Pulitzer-Prize Finalist Daniel Mason for Country People
Tuesday 15th September, 7pm
The Royal Scots Club, 29-31 Abercromby Pl, Edinburgh EH3 6QE
6.30pm
7pm
'Full of joy - and exactly the kind of reading experience we could all do with right now. The book of the summer' -- Mick Herron, author of Slow Horses
This autumn, Daniel Mason - Pulitzer Prize finalist and bookseller favourite - returns to the bookshop to discuss his latest novel, Country People. Funny, adventurous, and elegant, Country People isn't a book to be missed.
We hope to see you there.
Miles Krzelewski is a devoted husband, a doting father beloved for his outlandish bedtime stories, and the proud owner of a truffle-hunting dog in a land with no truffles. He is also a bit lost, twelve years late with his PhD on Russian folktales and increasingly haunted by a sense that he's become a disappointment to his family.

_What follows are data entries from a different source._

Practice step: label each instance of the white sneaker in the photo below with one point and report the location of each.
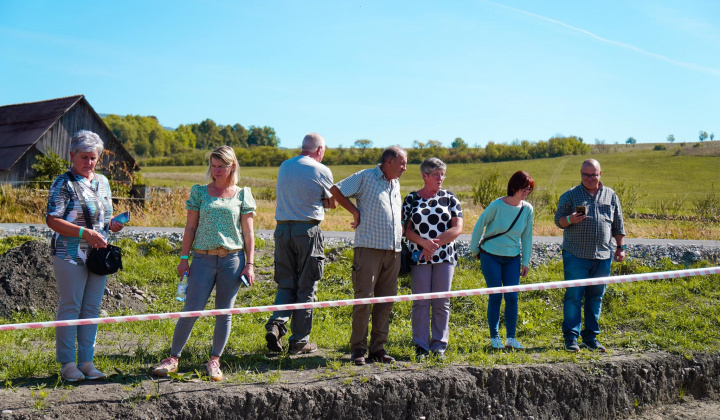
(90, 372)
(512, 343)
(496, 343)
(70, 373)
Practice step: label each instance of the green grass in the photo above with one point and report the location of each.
(679, 316)
(656, 174)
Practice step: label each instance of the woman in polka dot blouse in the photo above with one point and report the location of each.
(433, 220)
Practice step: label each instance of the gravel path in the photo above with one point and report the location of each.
(545, 248)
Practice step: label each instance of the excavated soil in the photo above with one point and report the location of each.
(617, 385)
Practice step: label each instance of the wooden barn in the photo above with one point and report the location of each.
(36, 128)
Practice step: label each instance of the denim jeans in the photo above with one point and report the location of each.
(80, 293)
(581, 268)
(299, 259)
(501, 271)
(208, 272)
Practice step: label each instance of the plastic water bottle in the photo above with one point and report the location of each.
(182, 288)
(122, 218)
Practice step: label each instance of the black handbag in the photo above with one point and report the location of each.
(100, 261)
(499, 234)
(406, 260)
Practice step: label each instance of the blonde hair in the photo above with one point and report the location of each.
(226, 156)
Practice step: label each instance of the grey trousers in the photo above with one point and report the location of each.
(299, 259)
(208, 272)
(375, 273)
(431, 278)
(80, 293)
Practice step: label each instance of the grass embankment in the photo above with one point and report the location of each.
(678, 315)
(661, 186)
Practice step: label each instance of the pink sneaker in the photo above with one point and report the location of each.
(213, 368)
(168, 365)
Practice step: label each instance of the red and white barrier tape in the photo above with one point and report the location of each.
(386, 299)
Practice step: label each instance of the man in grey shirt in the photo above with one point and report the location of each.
(303, 191)
(588, 251)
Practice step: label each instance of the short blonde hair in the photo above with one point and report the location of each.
(225, 155)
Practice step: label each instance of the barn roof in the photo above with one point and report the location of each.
(22, 125)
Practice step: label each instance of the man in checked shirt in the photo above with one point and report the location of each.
(376, 260)
(590, 216)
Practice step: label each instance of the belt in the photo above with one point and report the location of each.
(220, 252)
(482, 251)
(292, 222)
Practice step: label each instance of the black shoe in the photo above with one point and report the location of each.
(571, 345)
(381, 356)
(273, 339)
(303, 348)
(593, 345)
(358, 357)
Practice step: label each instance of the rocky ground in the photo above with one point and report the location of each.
(617, 385)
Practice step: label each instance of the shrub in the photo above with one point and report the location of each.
(488, 189)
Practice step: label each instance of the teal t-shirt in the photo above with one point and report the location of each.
(497, 217)
(219, 222)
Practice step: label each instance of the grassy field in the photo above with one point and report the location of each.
(676, 315)
(663, 188)
(663, 185)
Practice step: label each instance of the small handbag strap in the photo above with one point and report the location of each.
(86, 211)
(501, 234)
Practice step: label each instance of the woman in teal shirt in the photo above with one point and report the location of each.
(505, 257)
(219, 230)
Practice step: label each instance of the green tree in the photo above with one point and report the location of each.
(49, 166)
(459, 143)
(362, 144)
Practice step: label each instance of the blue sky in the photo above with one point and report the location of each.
(389, 71)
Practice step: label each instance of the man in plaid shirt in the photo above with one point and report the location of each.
(376, 260)
(588, 251)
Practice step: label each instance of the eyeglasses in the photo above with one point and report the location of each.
(436, 176)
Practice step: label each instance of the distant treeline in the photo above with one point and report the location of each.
(154, 145)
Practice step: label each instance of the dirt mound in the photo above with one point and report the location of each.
(27, 283)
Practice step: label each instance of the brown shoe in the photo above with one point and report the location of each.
(381, 356)
(304, 348)
(358, 357)
(273, 339)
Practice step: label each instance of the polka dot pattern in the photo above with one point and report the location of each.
(430, 218)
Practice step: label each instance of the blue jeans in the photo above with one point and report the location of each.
(501, 271)
(208, 272)
(580, 268)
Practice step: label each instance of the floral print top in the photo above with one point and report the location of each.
(219, 222)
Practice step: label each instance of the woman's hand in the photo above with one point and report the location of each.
(116, 226)
(183, 267)
(249, 271)
(95, 239)
(523, 271)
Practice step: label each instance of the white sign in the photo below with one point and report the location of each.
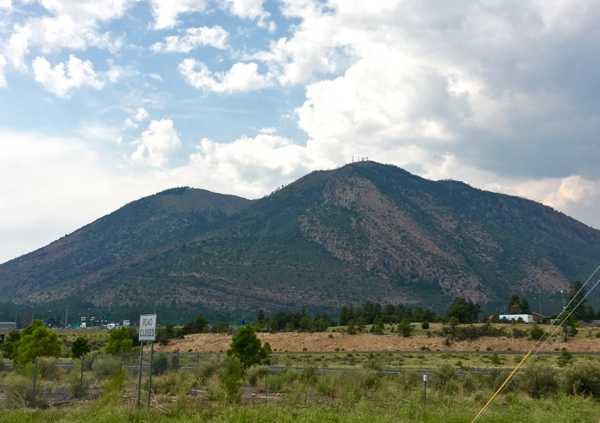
(147, 327)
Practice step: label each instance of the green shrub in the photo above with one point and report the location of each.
(565, 358)
(160, 364)
(104, 367)
(539, 380)
(256, 372)
(173, 382)
(48, 370)
(230, 376)
(307, 375)
(75, 385)
(582, 379)
(204, 371)
(442, 376)
(18, 392)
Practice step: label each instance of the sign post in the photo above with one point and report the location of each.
(147, 333)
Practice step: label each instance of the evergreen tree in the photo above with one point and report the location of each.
(351, 329)
(8, 347)
(346, 314)
(368, 311)
(465, 312)
(577, 302)
(514, 304)
(389, 313)
(525, 307)
(118, 342)
(261, 317)
(246, 347)
(306, 324)
(361, 323)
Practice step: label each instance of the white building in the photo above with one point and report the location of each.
(527, 318)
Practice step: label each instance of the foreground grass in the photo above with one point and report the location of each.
(561, 409)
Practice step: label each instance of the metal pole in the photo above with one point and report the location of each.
(150, 378)
(34, 380)
(140, 374)
(81, 377)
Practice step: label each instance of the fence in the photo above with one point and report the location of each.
(50, 381)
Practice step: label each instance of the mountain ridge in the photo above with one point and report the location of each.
(332, 238)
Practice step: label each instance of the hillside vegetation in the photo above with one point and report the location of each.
(332, 238)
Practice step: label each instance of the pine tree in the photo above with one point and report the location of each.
(577, 302)
(514, 304)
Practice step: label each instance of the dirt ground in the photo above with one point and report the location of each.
(321, 342)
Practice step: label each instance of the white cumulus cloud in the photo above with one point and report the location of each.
(61, 79)
(193, 38)
(2, 71)
(157, 144)
(242, 77)
(165, 12)
(247, 9)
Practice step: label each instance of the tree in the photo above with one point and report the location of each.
(404, 327)
(261, 317)
(389, 313)
(525, 307)
(361, 323)
(514, 304)
(306, 324)
(321, 325)
(378, 327)
(453, 322)
(578, 303)
(79, 347)
(37, 341)
(119, 341)
(351, 328)
(465, 312)
(346, 314)
(11, 339)
(199, 325)
(246, 347)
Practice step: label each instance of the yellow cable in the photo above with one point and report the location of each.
(502, 387)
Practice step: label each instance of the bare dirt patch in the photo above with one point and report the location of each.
(317, 342)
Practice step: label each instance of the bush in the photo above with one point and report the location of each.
(18, 392)
(443, 375)
(48, 370)
(582, 379)
(539, 380)
(160, 364)
(257, 372)
(74, 385)
(204, 371)
(564, 358)
(230, 377)
(174, 383)
(104, 367)
(409, 379)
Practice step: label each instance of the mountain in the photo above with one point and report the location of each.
(363, 231)
(141, 226)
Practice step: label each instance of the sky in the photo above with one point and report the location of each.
(103, 102)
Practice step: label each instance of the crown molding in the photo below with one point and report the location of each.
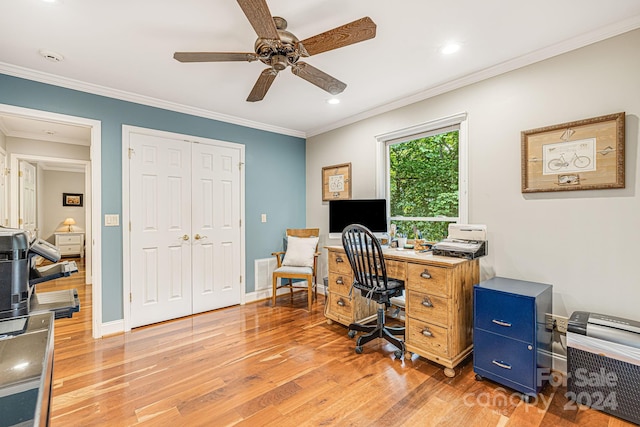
(29, 74)
(574, 43)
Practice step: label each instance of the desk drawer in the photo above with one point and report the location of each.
(429, 279)
(69, 249)
(339, 263)
(430, 308)
(340, 283)
(427, 336)
(396, 270)
(73, 239)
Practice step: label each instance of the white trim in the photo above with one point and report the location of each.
(93, 200)
(38, 76)
(127, 130)
(539, 55)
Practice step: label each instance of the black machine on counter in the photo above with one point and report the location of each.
(19, 276)
(464, 241)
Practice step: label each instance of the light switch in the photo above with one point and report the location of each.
(111, 220)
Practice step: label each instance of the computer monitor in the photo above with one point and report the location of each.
(372, 213)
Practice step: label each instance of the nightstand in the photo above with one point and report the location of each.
(511, 341)
(70, 244)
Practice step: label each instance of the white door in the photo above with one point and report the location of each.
(4, 191)
(27, 197)
(160, 191)
(185, 217)
(215, 227)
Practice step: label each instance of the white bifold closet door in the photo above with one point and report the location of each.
(185, 228)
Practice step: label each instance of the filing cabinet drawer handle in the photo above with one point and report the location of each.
(501, 323)
(427, 302)
(501, 364)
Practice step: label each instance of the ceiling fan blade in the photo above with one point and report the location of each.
(319, 78)
(214, 56)
(259, 16)
(262, 85)
(353, 32)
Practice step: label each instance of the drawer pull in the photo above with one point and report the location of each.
(501, 364)
(425, 274)
(501, 323)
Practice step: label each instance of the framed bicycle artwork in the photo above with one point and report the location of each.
(583, 155)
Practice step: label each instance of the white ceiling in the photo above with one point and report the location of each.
(124, 49)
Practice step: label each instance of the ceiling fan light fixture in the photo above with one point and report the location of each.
(450, 48)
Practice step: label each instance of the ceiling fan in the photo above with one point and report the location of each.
(279, 49)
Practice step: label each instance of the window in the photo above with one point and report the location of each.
(425, 177)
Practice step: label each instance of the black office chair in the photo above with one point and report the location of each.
(370, 277)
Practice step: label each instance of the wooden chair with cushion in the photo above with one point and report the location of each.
(298, 261)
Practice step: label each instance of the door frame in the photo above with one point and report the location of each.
(127, 130)
(15, 158)
(93, 180)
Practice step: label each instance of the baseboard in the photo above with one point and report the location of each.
(112, 328)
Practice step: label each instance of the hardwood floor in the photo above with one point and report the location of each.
(255, 365)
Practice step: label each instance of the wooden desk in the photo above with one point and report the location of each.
(439, 301)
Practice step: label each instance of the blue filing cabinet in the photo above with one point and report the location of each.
(511, 343)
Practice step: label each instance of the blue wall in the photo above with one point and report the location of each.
(274, 170)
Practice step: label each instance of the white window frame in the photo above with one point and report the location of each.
(433, 127)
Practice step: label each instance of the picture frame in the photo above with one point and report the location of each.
(72, 199)
(336, 182)
(582, 155)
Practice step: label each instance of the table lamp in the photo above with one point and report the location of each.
(69, 222)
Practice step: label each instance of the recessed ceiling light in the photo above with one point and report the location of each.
(51, 56)
(450, 48)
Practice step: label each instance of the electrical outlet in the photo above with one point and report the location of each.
(561, 323)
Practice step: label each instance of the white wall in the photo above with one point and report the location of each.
(585, 243)
(56, 183)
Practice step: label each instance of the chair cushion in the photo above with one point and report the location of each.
(289, 269)
(300, 251)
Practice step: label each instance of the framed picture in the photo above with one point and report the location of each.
(583, 155)
(336, 182)
(71, 199)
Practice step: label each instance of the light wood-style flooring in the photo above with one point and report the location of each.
(255, 365)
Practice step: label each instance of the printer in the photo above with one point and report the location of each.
(464, 241)
(603, 363)
(19, 276)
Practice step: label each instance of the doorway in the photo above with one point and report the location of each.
(93, 201)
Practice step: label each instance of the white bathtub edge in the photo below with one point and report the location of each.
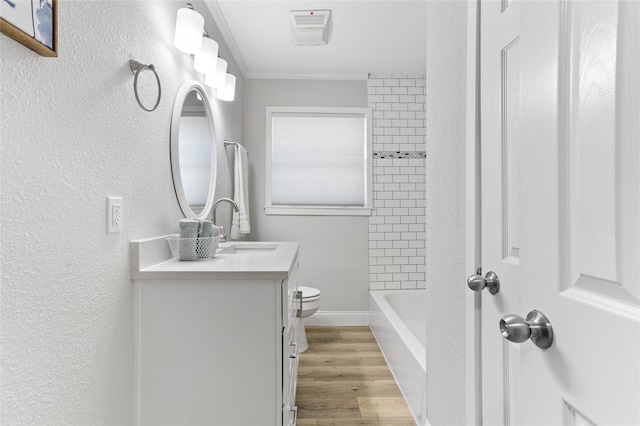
(404, 354)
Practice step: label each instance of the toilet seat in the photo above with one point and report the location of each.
(309, 293)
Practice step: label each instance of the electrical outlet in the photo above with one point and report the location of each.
(114, 214)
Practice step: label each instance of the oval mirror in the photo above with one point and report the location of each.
(193, 151)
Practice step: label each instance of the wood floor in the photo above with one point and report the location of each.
(343, 379)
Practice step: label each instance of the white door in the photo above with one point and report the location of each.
(561, 209)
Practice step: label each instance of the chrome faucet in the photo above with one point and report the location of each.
(223, 237)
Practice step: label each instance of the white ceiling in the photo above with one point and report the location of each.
(379, 37)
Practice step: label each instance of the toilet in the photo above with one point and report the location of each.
(310, 304)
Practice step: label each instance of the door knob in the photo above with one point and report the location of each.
(536, 327)
(477, 282)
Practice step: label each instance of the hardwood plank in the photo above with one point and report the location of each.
(329, 408)
(343, 379)
(367, 372)
(331, 359)
(346, 389)
(383, 407)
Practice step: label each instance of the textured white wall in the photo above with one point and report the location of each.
(72, 133)
(333, 249)
(446, 275)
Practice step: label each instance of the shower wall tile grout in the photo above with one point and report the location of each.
(397, 225)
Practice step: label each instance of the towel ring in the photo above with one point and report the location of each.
(137, 68)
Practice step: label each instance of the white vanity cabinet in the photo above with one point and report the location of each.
(216, 341)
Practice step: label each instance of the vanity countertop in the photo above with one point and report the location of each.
(151, 259)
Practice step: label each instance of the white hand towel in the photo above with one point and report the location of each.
(240, 221)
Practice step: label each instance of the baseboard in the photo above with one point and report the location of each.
(338, 318)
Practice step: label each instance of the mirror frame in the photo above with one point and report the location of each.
(186, 88)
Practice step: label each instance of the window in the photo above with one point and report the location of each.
(318, 161)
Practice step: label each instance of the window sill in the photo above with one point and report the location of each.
(317, 211)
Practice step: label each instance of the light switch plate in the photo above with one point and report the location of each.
(114, 214)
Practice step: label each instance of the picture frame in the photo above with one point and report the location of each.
(33, 23)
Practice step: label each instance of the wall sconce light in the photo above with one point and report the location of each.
(191, 37)
(205, 61)
(216, 79)
(228, 91)
(189, 28)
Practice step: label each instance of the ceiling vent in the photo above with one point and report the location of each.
(310, 27)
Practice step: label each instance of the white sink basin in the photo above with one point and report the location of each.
(246, 247)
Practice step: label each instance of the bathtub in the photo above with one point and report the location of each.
(398, 321)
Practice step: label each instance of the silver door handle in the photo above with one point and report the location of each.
(536, 327)
(477, 282)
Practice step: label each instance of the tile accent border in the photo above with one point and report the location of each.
(398, 154)
(397, 237)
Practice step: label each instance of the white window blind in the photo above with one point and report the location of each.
(319, 159)
(195, 158)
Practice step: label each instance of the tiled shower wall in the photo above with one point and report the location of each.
(397, 224)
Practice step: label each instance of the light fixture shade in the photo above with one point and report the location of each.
(228, 91)
(189, 29)
(206, 60)
(217, 78)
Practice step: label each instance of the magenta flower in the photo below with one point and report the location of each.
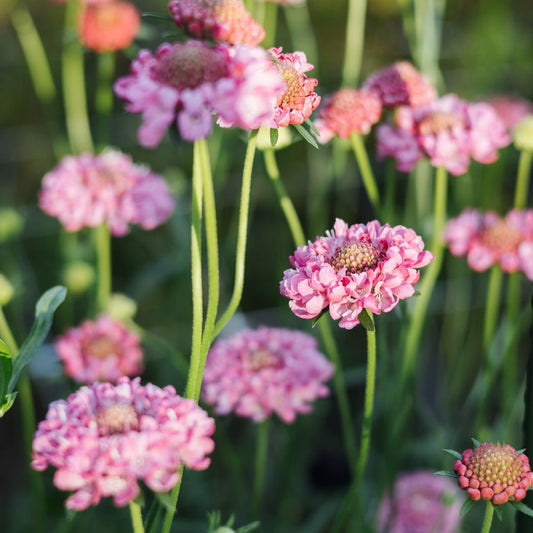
(449, 131)
(269, 370)
(420, 502)
(88, 190)
(364, 266)
(105, 438)
(299, 100)
(188, 82)
(347, 111)
(486, 239)
(401, 84)
(101, 350)
(218, 20)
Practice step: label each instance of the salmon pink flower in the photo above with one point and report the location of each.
(256, 373)
(101, 350)
(487, 239)
(104, 438)
(364, 266)
(88, 190)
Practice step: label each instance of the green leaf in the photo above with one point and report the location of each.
(306, 135)
(44, 314)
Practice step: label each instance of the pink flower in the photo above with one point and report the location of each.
(88, 190)
(187, 82)
(105, 438)
(401, 84)
(486, 239)
(449, 131)
(347, 111)
(420, 502)
(364, 266)
(269, 370)
(218, 20)
(101, 350)
(299, 100)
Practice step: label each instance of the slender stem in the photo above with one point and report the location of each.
(369, 181)
(241, 234)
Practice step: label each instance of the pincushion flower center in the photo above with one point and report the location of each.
(117, 418)
(355, 257)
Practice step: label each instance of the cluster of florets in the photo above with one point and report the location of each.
(487, 239)
(363, 266)
(494, 472)
(256, 373)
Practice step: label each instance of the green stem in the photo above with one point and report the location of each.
(242, 233)
(369, 181)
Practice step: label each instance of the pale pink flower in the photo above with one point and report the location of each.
(299, 100)
(100, 350)
(487, 239)
(104, 438)
(363, 266)
(88, 190)
(347, 111)
(256, 373)
(420, 502)
(401, 84)
(449, 131)
(218, 20)
(188, 82)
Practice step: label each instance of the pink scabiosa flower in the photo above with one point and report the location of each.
(494, 472)
(188, 82)
(101, 350)
(299, 100)
(218, 20)
(449, 131)
(347, 111)
(88, 190)
(256, 373)
(401, 84)
(104, 438)
(363, 266)
(420, 502)
(487, 239)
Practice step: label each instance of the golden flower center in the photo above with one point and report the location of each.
(355, 257)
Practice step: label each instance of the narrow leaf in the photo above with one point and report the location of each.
(44, 314)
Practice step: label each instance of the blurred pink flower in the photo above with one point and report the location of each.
(101, 350)
(449, 131)
(486, 239)
(88, 190)
(401, 84)
(104, 438)
(299, 100)
(420, 502)
(218, 20)
(347, 111)
(269, 370)
(363, 266)
(188, 82)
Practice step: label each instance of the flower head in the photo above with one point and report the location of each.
(104, 438)
(347, 111)
(420, 502)
(494, 472)
(88, 190)
(364, 266)
(449, 131)
(101, 350)
(486, 239)
(401, 84)
(269, 370)
(219, 20)
(187, 82)
(107, 27)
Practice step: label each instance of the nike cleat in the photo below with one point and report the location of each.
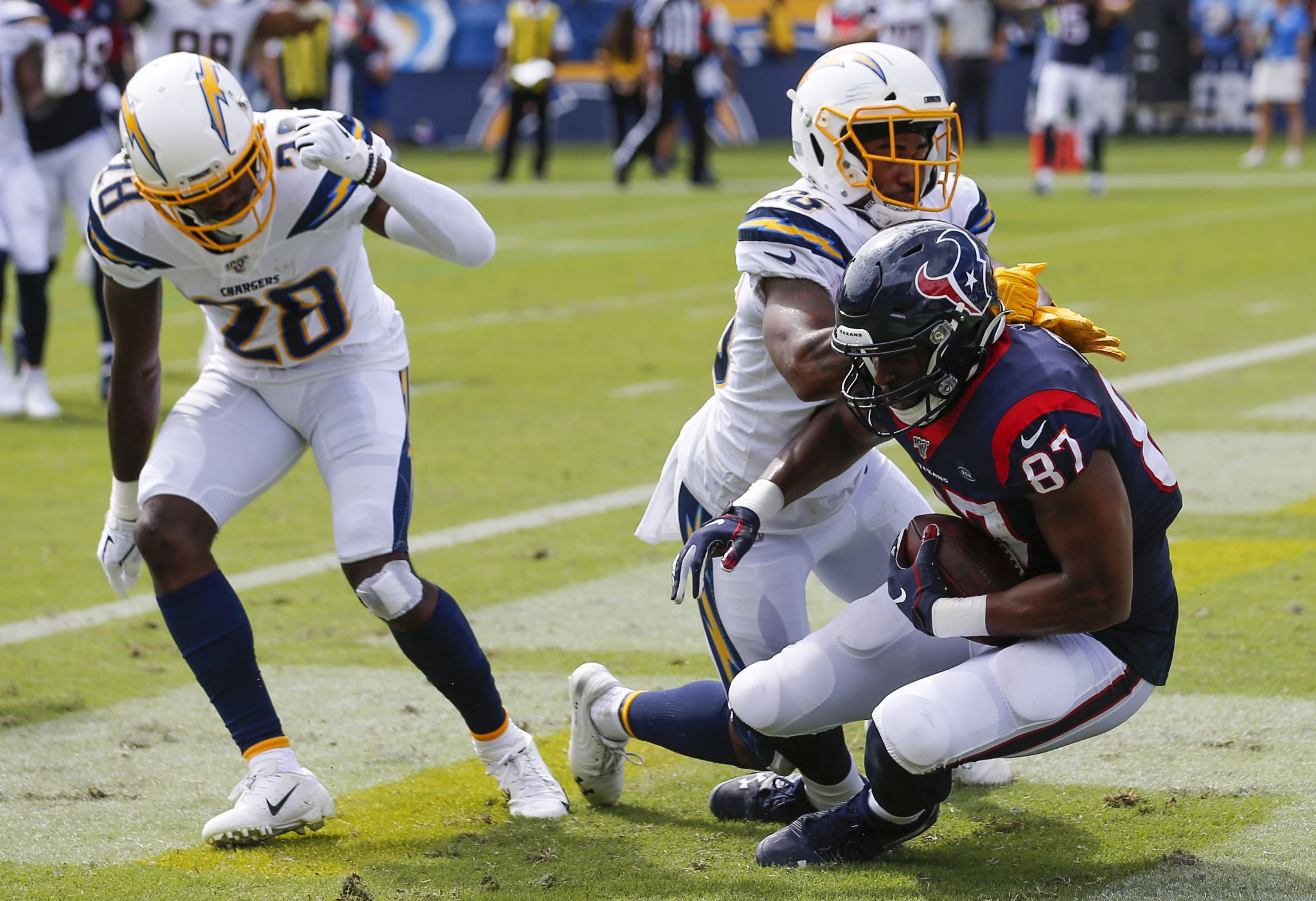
(762, 798)
(851, 833)
(270, 803)
(598, 763)
(524, 778)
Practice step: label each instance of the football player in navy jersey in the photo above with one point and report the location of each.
(1018, 433)
(1080, 32)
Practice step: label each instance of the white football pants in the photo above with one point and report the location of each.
(224, 443)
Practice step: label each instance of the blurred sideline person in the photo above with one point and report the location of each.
(671, 33)
(305, 61)
(258, 219)
(975, 44)
(844, 21)
(24, 235)
(773, 370)
(623, 71)
(1081, 32)
(531, 42)
(779, 30)
(1282, 36)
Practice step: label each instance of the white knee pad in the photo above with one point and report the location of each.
(391, 593)
(918, 730)
(756, 696)
(1036, 681)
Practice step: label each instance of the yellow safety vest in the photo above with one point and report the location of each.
(306, 64)
(532, 36)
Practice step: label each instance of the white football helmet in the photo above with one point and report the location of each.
(857, 94)
(190, 134)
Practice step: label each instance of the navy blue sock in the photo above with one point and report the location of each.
(447, 652)
(690, 720)
(898, 791)
(211, 629)
(33, 312)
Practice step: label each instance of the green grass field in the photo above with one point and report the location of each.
(561, 374)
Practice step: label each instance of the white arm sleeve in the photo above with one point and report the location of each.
(433, 217)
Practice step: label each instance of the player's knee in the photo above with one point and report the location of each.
(1036, 681)
(916, 730)
(393, 593)
(170, 534)
(756, 697)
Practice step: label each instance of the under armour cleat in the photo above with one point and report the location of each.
(762, 798)
(270, 803)
(983, 772)
(598, 763)
(851, 833)
(529, 787)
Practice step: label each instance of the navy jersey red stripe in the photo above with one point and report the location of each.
(1029, 424)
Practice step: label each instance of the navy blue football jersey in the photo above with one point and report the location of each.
(1029, 424)
(87, 28)
(1078, 36)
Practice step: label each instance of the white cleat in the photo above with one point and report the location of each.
(270, 803)
(37, 400)
(598, 763)
(983, 772)
(529, 787)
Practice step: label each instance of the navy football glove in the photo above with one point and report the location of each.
(729, 536)
(915, 588)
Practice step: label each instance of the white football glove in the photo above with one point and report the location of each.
(119, 554)
(61, 67)
(323, 141)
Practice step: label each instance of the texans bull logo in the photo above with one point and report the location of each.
(960, 283)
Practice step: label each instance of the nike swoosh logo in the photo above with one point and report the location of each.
(277, 808)
(1029, 442)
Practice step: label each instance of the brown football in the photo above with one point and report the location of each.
(970, 560)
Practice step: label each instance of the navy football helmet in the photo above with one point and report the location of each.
(916, 286)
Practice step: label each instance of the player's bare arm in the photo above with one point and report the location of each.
(798, 321)
(134, 398)
(830, 445)
(289, 19)
(1089, 529)
(409, 208)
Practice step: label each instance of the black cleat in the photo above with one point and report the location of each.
(762, 798)
(846, 834)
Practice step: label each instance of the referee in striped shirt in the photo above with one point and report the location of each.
(671, 39)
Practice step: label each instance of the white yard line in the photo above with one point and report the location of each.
(26, 630)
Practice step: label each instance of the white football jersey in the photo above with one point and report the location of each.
(796, 233)
(21, 25)
(296, 301)
(911, 24)
(220, 30)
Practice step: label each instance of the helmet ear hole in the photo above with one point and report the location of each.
(817, 148)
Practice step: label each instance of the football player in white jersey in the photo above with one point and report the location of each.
(875, 143)
(914, 25)
(258, 219)
(220, 30)
(24, 28)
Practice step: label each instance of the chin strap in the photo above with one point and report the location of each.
(1019, 292)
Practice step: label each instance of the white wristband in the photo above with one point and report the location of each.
(965, 617)
(763, 497)
(123, 500)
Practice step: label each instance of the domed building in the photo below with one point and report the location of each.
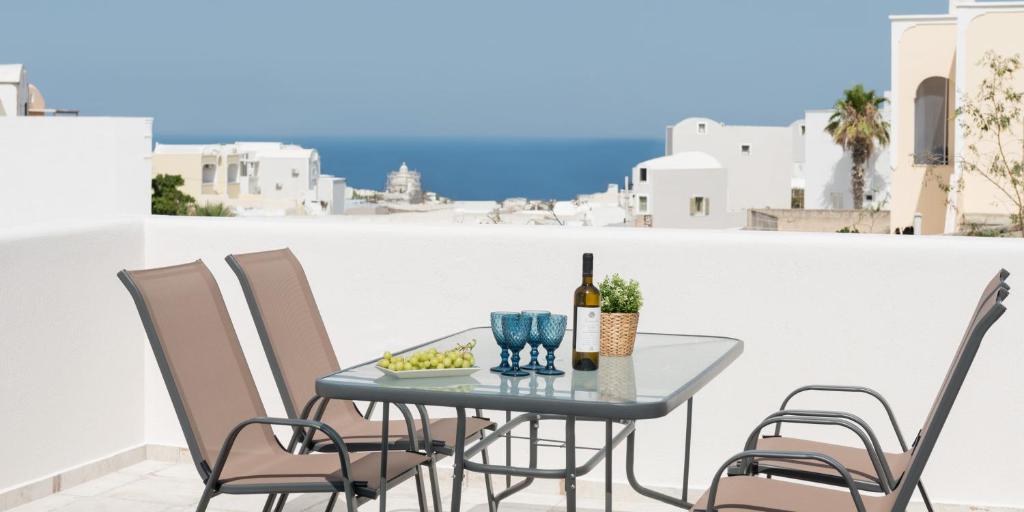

So when his wife Kate accepts a visiting professorship at a prestigious college in the far away forests of Vermont, he decides that this will be the year to finally move forward with his life.
But Miles is a man of many enthusiasms, who possesses, in Kate's, words, 'a great capacity to fall in with anyone, anywhere'. Soon he finds himself entangled with a cast of characters as colorful as those of any of his folktales - from a ghostly tree surgeon, to a scythe-mad biochemist, a Shakespearean temptress, and a photographer of snowflakes - until at last he stumbles upon a bizarre local legend, which, he begins to suspect, might not be a legend at all.
Daniel Mason is a doctor and author of The Piano Tuner (2002), A Far Country (2007), The Winter Soldier (2018), and A Registry of My Passage Upon the Earth (2020), which was a finalist for the Pulitzer Prize. His work has been translated into 28 languages, adapted for opera and the stage, and awarded a Guggenheim Fellowship, the Joyce Carol Oates Prize, the California Book Award, the Northern California Book Award, and a Fellowship from the National Endowment for the Arts. His short stories and essays have been awarded two Pushcart Prizes, a National Magazine Award and an O. Henry Prize. He is an assistant professor in the Stanford University Department of Psychiatry. He currently lives in Palo Alto, CA.